As pessoas viraram-se para nos olhar. Baixei a testa como se estivesse em profunda oração. A mulher aproximou-se de mim.

«Haverá um lugar onde possamos falar?», perguntei.

«Estamos a falar aqui», disse ela. «Falei aqui com todos os naguals da sua linhagem. Se sussurrares, ninguém saberá que estamos a falar».

Eu morria de vontade de lhe perguntar a idade. Mas uma memória sóbria veio em meu socorro. Lembrei-me de um amigo meu que durante anos tinha montado todo o tipo de armadilhas para me fazer confessar a minha idade. Detestava a sua preocupação mesquinha, e agora estava prestes a envolver-me no mesmo comportamento. Desisti instantaneamente.

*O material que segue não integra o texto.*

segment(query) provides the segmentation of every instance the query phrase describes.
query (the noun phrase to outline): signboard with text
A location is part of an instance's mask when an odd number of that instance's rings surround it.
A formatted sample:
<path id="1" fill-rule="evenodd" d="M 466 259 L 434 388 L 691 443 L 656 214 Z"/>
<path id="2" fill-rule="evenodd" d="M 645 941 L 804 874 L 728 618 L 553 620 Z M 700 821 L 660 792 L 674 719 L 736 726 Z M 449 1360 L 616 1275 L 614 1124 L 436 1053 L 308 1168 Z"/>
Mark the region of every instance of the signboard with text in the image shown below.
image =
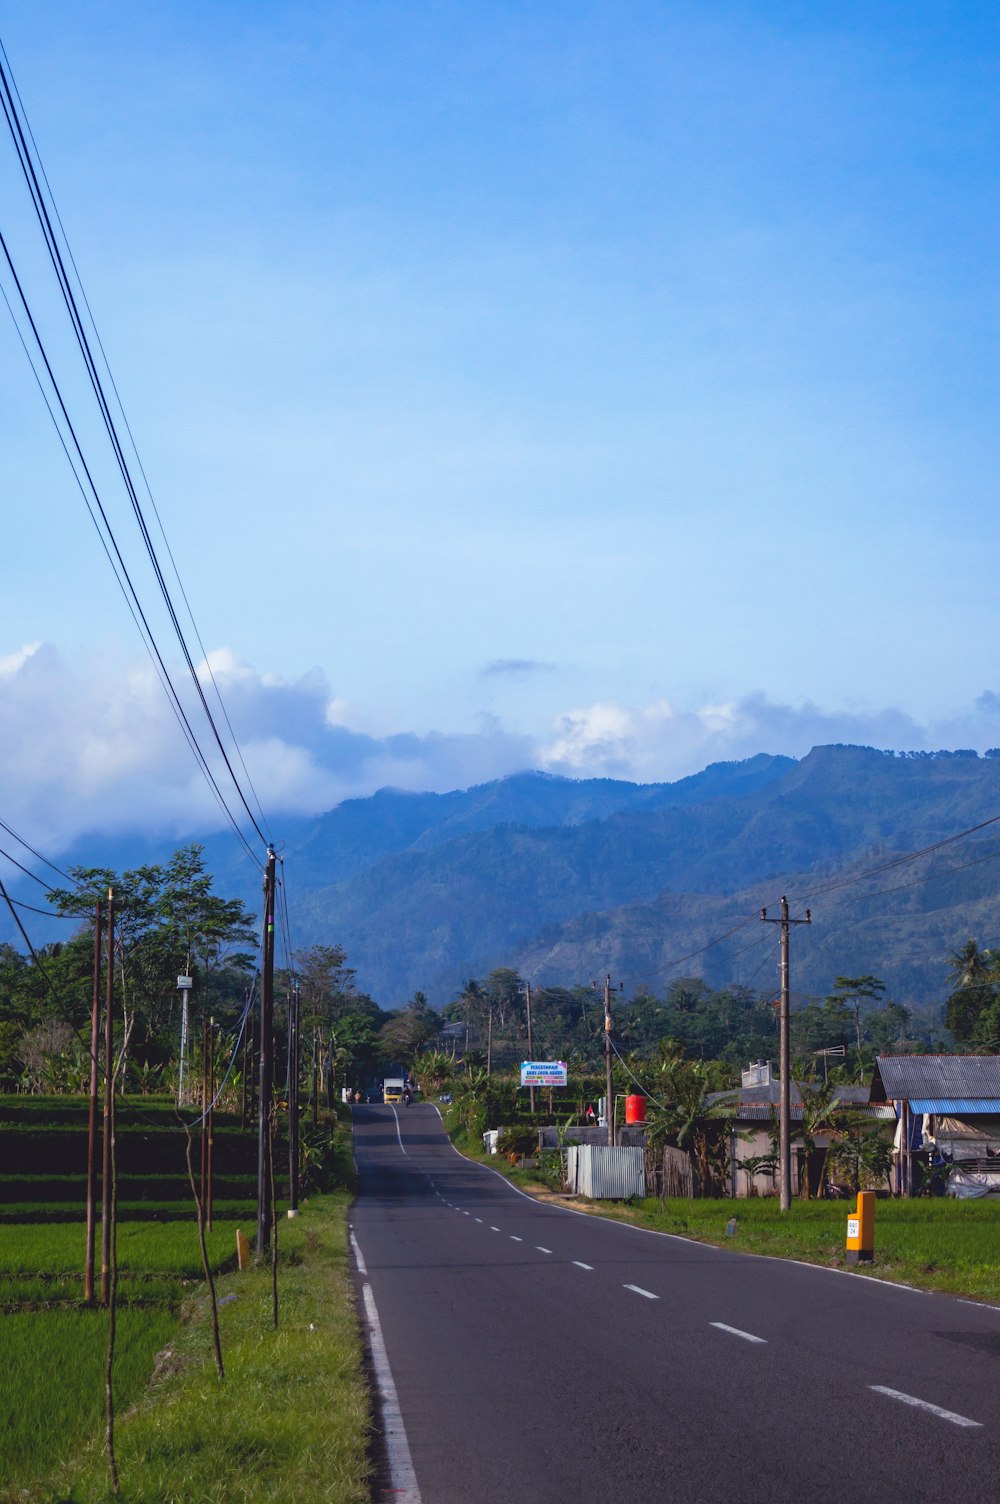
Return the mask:
<path id="1" fill-rule="evenodd" d="M 522 1060 L 522 1086 L 565 1086 L 565 1060 Z"/>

Queria contar-lhe sobre isso, apenas para manter a conversa. Ela parecia saber o que se passava na minha mente. Apertou-me o braço num gesto amigável, como que a dizer que tínhamos partilhado um pensamento.

«Em vez de me dar um presente, pode dizer-me algo que me ajude no meu caminho?», perguntei-lhe.

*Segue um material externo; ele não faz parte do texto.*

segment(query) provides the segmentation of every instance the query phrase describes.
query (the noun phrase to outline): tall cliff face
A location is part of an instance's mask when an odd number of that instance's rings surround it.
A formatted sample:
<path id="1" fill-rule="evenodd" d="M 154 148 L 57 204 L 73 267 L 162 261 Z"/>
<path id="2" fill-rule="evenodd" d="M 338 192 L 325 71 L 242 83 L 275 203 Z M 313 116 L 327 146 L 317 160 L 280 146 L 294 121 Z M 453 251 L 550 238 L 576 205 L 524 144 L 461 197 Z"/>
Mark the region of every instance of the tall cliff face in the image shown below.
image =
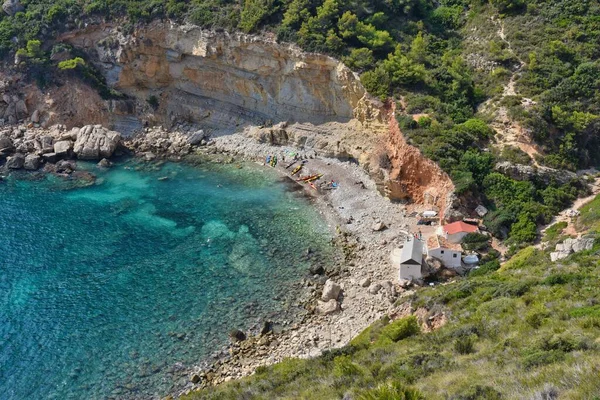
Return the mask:
<path id="1" fill-rule="evenodd" d="M 453 190 L 449 177 L 404 141 L 393 106 L 370 98 L 358 77 L 331 57 L 269 37 L 164 22 L 129 35 L 94 25 L 59 40 L 86 51 L 109 85 L 137 100 L 133 109 L 104 104 L 115 130 L 138 127 L 136 119 L 166 126 L 193 121 L 213 133 L 248 127 L 254 139 L 357 159 L 392 199 L 443 210 Z M 158 107 L 148 104 L 151 96 Z M 253 127 L 266 121 L 286 123 Z"/>
<path id="2" fill-rule="evenodd" d="M 366 98 L 339 61 L 265 37 L 152 23 L 128 36 L 96 26 L 62 39 L 92 54 L 115 88 L 156 96 L 163 123 L 346 122 Z"/>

Ela abanou a cabeça. «Não», sussurrou ela. «Somos extremamente diferentes. Mais diferentes do que eu acreditava ser possível».

Ela levantou-se e deslizou lateralmente para fora do banco. Fez uma genuflexão hábil enquanto encarava o altar-mor. Benzeu-se e fez-me sinal para a seguir até um grande altar lateral à nossa esquerda. Ajoelhamo-nos em frente a um crucifixo em tamanho real. Antes que eu tivesse tempo de dizer alguma coisa, ela falou.

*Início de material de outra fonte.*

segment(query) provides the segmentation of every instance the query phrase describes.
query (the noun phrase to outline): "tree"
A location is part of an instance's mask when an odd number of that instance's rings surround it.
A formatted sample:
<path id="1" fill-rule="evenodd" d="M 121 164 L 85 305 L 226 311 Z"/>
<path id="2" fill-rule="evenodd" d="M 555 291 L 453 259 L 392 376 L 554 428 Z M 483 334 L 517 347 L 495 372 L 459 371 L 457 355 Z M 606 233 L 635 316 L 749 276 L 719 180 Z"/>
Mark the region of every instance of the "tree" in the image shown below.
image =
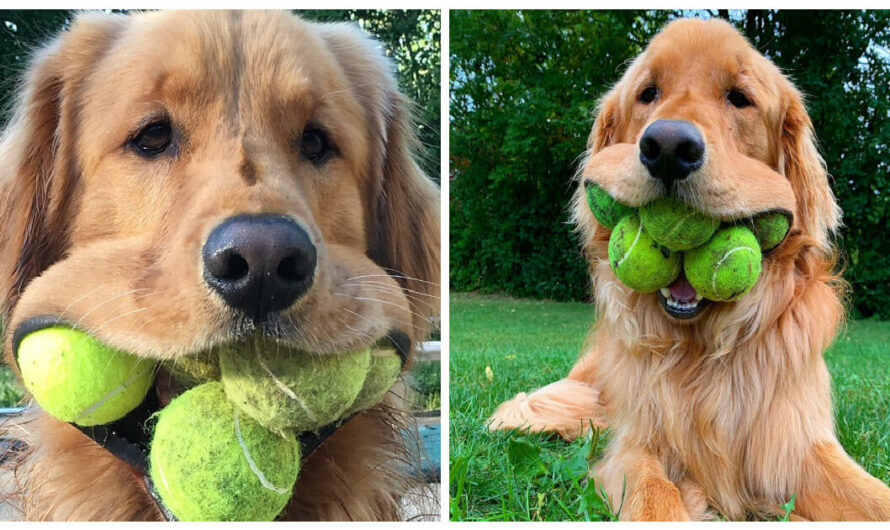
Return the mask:
<path id="1" fill-rule="evenodd" d="M 645 15 L 645 16 L 644 16 Z M 451 284 L 582 299 L 570 179 L 597 99 L 668 13 L 451 12 Z"/>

«Estou viva há muito, muito tempo», disse ela. «A razão pela qual tive esta longa vida é que controlo os deslocamentos e movimentos do meu ponto de aglutinação. Além disso, não fico aqui no seu mundo por muito tempo. Tenho de poupar a energia que recebo dos naguals da sua linhagem».

«Como é existir noutros mundos?», perguntei.

«É como no seu sonhar, exceto que tenho mais mobilidade. E posso ficar mais tempo onde quiser. Tal como se ficasse o tempo que quisesse em qualquer um dos seus sonhos».

«Quando está neste mundo, está limitada apenas a esta área?».

«Não. Vou a todo o lado que quero».

«Vai sempre como mulher?».

«Fui mulher durante mais tempo do que homem. Definitivamente, gosto muito mais. Acho que quase me esqueci de como ser homem. Sou toda mulher!».

Ela pegou na minha mão e fez-me tocar na sua virilha. O meu coração batia-me na garganta. Ela era, de facto, uma mulher.

«Não posso simplesmente levar a tua energia», disse ela, mudando de assunto. «Temos de chegar a outro tipo de acordo».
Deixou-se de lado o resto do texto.